The crucial role of nutrition in health necessitates the development of dietary assessment tools capable of accurately assessing causal relationships with various health-related consequences. A recent study published in Nature Metabolism examines the potential utility of biomarkers of food intake (BFIs) on objective and accurate dietary assessments. Study: Towards nutrition with precision: unlocking biomarkers as dietary assessment tools .
Image Credit: Gorodenkoff / Shutterstock.com BFIs are often used to evaluate dietary adherence in nutritional intervention and meal studies, assess the extent of misreporting, as well as validate epidemiologically-derived associations between food and disease risk. While food frequency questionnaires (FFQs) and dietary recalls are also useful assessment tools, their subjective nature can lead to biased reporting and poor compliance.

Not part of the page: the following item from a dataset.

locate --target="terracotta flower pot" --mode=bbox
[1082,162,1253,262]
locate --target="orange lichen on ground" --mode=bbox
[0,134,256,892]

A BFI is a metabolite of ingested food and is defined as a measure of the consumption of specific food groups, foods, or food components. BFIs can be ranked based on their robustness, in which minimal interference from a varied dietary background affects the use of the BFI in research. Reliability in BFIs implies that this marker is in qualitative and/or quantitative agreement with other biomarkers or dietary instruments.
Plausibility depends on the specificity and chemical relationship of the metabolite to the nutrient in question, which limits the risk of misclassification due to other factors. Biologic variab.